I have already mentioned the Online Safety Bill, which leaves so many of the systems which deliver fraud out of scope. Like the noble Baroness, Lady Morgan, I would like to see telecoms companies being held to account. They have already taken some steps to reduce fraud. The committee heard evidence about BT’s spam shield, which is blocking spam messages to users. SIM farms, where a mass of phone numbers can be bought to be used to send fraudulent text messages to tens of thousands of customers, are now being clamped down on but, as the committee’s report states, these current approaches by the telecoms sector are uneven, with counterfraud policies being introduced inconsistently across the sector.

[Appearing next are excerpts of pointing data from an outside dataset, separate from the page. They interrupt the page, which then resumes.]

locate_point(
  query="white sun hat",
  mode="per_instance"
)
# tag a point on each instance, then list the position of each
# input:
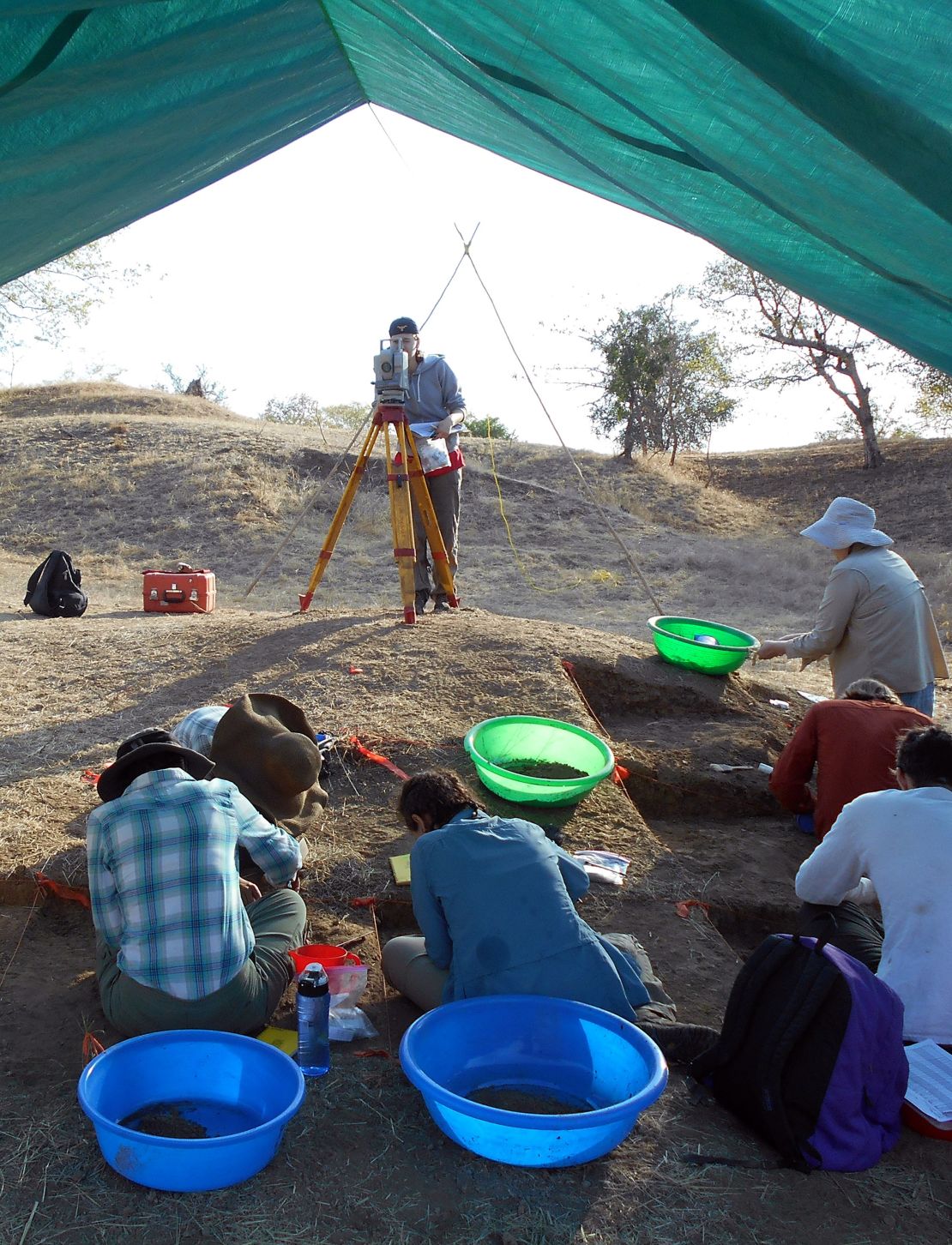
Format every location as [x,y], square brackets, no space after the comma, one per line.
[847,522]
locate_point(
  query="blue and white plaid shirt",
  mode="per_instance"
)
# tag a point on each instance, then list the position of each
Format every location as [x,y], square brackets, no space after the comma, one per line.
[197,729]
[164,879]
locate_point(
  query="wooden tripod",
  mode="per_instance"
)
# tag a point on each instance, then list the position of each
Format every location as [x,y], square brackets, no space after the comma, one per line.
[404,479]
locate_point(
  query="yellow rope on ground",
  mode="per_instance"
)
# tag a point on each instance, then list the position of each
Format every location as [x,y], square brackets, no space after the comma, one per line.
[521,565]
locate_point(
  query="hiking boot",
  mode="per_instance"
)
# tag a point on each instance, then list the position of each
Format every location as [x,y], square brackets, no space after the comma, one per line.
[680,1044]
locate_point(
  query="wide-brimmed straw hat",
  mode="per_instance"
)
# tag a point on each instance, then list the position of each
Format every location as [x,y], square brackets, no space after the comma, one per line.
[266,746]
[150,749]
[847,522]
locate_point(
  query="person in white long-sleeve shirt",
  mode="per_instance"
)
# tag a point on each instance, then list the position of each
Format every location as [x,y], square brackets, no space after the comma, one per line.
[895,845]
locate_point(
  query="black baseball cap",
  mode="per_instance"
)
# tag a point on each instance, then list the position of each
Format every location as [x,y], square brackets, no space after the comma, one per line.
[403,325]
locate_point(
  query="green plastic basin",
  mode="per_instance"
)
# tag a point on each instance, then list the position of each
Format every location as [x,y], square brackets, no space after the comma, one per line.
[674,641]
[501,741]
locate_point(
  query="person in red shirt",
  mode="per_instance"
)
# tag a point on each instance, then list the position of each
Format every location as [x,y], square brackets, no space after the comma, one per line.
[852,745]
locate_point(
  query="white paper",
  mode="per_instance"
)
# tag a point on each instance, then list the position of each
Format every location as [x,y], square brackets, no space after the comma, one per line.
[603,865]
[930,1088]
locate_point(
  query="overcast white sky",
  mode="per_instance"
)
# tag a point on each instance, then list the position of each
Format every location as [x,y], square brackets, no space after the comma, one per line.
[282,279]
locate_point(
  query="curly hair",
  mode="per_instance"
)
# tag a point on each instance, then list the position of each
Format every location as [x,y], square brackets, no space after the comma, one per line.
[437,793]
[870,689]
[925,756]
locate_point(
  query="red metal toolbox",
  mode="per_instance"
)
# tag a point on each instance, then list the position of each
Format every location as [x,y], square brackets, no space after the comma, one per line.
[178,592]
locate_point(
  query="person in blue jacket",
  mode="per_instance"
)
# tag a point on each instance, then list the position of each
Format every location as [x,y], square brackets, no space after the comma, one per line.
[495,900]
[435,410]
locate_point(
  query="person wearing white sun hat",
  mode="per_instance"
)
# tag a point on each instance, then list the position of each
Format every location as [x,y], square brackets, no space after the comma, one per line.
[874,620]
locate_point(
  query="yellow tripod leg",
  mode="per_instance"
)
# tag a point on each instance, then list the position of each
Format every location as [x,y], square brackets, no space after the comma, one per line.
[340,514]
[401,517]
[434,537]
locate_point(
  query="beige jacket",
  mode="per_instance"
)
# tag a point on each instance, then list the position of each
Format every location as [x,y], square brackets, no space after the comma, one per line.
[875,622]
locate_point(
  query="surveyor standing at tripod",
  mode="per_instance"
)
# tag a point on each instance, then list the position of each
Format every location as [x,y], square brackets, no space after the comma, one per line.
[435,410]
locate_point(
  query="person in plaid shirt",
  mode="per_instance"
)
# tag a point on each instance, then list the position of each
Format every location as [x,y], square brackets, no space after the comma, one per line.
[176,945]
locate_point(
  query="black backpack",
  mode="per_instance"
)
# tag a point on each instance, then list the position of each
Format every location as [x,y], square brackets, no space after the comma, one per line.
[811,1056]
[54,588]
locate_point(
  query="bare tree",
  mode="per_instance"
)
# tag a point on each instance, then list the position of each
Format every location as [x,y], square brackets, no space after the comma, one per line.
[45,304]
[813,343]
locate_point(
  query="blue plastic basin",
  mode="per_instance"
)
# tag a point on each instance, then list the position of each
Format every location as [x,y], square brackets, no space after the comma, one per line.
[239,1090]
[547,1047]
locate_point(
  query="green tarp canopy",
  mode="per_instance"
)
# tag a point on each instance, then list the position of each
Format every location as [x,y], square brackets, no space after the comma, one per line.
[809,138]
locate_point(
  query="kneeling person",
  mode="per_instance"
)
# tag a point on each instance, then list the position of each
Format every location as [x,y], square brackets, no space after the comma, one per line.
[495,900]
[176,947]
[895,845]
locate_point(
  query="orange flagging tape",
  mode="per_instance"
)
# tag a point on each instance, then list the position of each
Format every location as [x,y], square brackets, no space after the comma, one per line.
[61,890]
[91,1047]
[377,757]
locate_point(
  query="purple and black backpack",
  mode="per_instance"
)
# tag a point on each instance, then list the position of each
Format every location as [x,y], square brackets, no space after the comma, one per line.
[811,1056]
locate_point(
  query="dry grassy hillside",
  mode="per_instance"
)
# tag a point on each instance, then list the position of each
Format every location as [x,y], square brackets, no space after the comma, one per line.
[910,492]
[126,479]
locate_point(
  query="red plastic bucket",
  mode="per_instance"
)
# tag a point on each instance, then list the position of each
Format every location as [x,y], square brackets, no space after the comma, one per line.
[324,953]
[929,1127]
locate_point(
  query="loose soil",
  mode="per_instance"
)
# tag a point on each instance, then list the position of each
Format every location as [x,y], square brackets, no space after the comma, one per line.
[712,857]
[553,770]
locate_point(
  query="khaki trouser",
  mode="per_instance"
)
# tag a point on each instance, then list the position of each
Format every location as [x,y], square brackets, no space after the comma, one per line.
[445,493]
[242,1006]
[410,970]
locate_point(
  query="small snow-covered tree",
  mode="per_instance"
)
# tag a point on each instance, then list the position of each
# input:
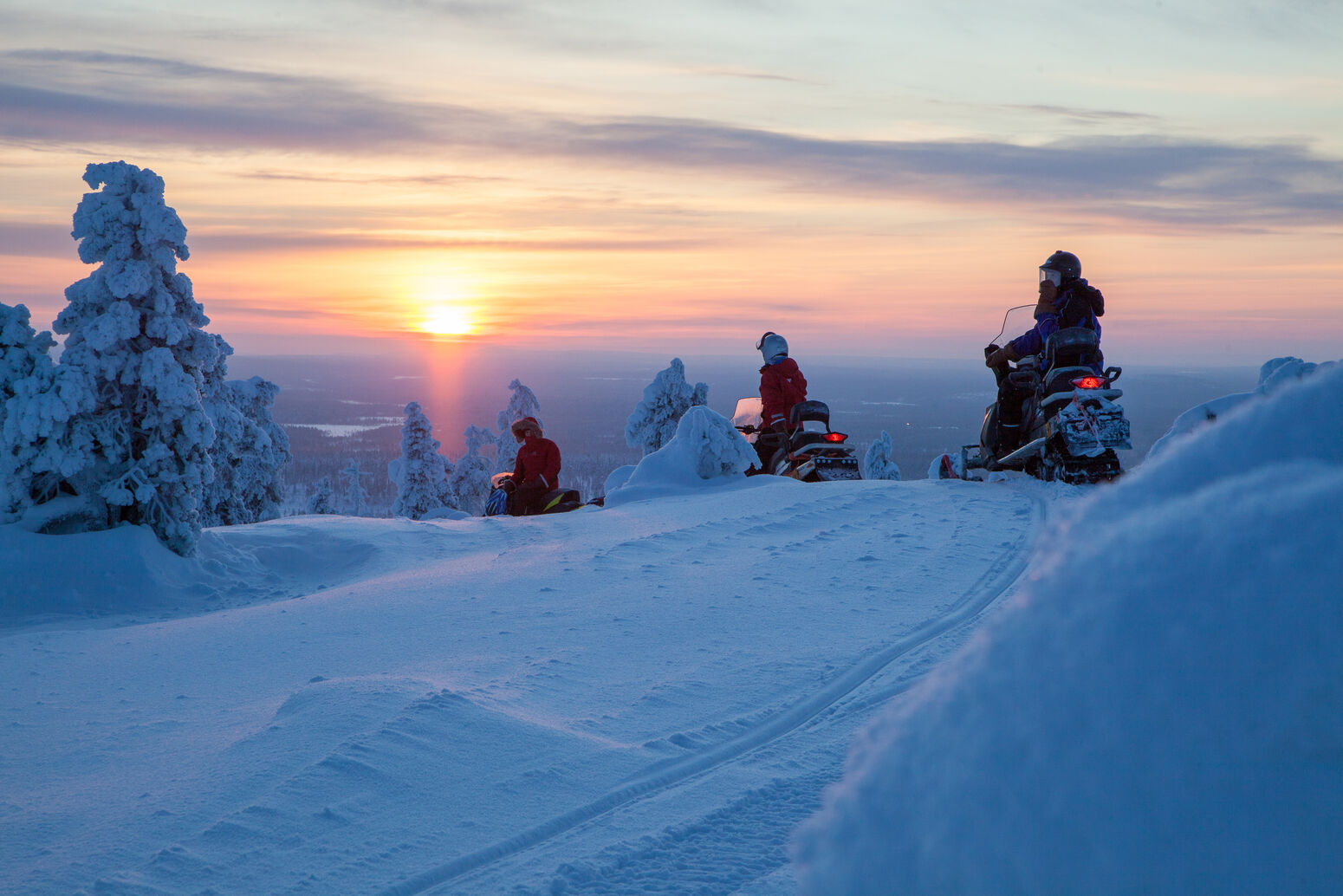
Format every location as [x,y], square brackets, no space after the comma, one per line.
[522,403]
[249,451]
[665,402]
[469,481]
[877,464]
[36,400]
[420,471]
[134,332]
[256,471]
[321,500]
[356,496]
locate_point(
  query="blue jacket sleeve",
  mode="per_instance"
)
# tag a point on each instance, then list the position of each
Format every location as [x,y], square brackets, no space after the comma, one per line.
[1033,341]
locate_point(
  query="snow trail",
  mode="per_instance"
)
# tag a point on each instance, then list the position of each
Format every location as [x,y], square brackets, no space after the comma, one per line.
[991,585]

It seems to me that the enabler of the fraud ought to be held responsible, at least in part. The banks are paving the way. The Payment Systems Regulator is already changing the liability for banks whose customers have been involved in fraud. It has set out a path for introducing a 50:50 split between the issuing banks and the bank that accepts the funds on behalf of the fraudster. In July it will consult on the draft legal instruments to put reimbursement requirements in place. The following month, it will consult on the maximum level of reimbursement and guidance on customer gross negligence. By October it hopes to get the final legal instruments to Pay.UK. Early next year, these measures will come into force. The regulator will also demand transparency, the publication of data on how well banks are protecting customers from fraud and the promotion of intelligence sharing.
The telecom companies are also enablers. Either they can take part in a compensation scheme along the lines of the banks or they can, as paragraph 522 of this report suggests, be part of a
“regulatory strategy equivalent to the Online Safety Bill that is directly applicable to telecoms platforms and services”.
In their response to the report, the Government said that, despite progress being made by the industry, more could be done to protect the customers. Instead of supporting a duty to prevent fraud, they suggest that the operators join the voluntary telecoms fraud sector charter. The Government have spent much time ensuring that online platforms are mandated to protect users against fraud. In a world in which fraud is now being delivered increasingly through direct messaging and SMS, why is one sector being mandated to take action while another is allowed to take part in counterfraud action voluntarily?